What color hair? Tall or short? What color shirt? Young or old?
You might be surprised at just how few details the average witness can offer with any confidence.
To really be able to describe someone, you have to have a good look at them. At Christmas, we finally get a good look at God, who entered the world He created as a baby human. John gives us a couple things that make for a reliable description:
“The Word became flesh and made his dwelling among us. We have seen his glory, the glory of the one and only Son, who came from the Father, full of grace and truth,” John 1:14 (NIV), and then just a few verses later, John would add, “For the law was given through Moses; grace and truth came through Jesus Christ,” John 1:17.
If you had to give an accurate description of Jesus, you might miss some obvious details, but what was clear to John was that He is full of grace and truth.
It’s not uncommon today to hear some people suggest that to be a follower of Jesus means being people of grace, and others counter we must be people of truth. But our clear picture of Jesus reveals that He was full of both, grace and truth. Jesus would say of Himself, “Jesus told him, ‘I am the way, the truth, and the life. No one can come to the Father except through me,'” John 14:6. Jesus taught and lived out (IS) truth, graciously.

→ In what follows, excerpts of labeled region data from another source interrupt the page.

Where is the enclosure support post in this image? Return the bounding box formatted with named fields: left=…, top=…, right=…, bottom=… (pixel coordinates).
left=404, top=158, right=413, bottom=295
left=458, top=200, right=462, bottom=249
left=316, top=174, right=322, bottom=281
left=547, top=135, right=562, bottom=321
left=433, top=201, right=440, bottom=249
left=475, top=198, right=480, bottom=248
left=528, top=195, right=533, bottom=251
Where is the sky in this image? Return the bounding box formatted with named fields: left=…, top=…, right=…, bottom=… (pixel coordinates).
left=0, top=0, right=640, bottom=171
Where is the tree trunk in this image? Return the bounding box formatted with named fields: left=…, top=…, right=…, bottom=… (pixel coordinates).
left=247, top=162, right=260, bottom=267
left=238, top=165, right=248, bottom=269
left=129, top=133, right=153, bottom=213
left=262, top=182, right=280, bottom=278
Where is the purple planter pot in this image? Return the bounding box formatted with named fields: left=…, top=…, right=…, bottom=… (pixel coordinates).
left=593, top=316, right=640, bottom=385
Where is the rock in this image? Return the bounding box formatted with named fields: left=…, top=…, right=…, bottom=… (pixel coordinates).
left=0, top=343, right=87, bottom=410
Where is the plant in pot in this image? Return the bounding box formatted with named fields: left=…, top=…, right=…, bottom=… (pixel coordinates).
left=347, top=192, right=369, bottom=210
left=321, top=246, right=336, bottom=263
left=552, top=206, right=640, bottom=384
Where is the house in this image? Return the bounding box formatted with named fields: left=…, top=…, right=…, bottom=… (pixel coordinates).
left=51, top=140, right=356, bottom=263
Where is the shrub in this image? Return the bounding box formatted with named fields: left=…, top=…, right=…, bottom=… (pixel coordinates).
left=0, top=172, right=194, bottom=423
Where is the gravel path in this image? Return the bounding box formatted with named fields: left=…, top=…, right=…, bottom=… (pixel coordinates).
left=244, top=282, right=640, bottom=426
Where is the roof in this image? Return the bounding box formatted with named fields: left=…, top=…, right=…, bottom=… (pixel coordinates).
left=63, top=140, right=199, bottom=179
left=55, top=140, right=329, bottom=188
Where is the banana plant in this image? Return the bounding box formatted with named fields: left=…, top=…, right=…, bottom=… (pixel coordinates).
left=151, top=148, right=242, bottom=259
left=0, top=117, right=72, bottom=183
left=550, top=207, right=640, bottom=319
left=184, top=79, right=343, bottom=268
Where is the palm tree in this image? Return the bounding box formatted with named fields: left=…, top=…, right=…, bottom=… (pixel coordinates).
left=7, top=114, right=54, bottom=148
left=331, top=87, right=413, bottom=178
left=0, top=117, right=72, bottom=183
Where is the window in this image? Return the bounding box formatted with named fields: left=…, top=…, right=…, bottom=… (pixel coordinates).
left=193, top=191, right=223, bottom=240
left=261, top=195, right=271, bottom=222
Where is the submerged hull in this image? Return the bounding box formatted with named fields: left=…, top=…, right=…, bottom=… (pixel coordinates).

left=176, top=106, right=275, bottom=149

To give a reliable description of “Immanuel,” which means “God with us,” you have to describe both truth and grace; to leave out one for the other would be to provide an inaccurate rendering. Randy Alcorn, author and founder of Eternal Perspective Ministries, notes of these seemingly opposing attributes:
“Truth hates sin. Grace loves sinners. Those full of grace and truth — those full of Jesus — do both.”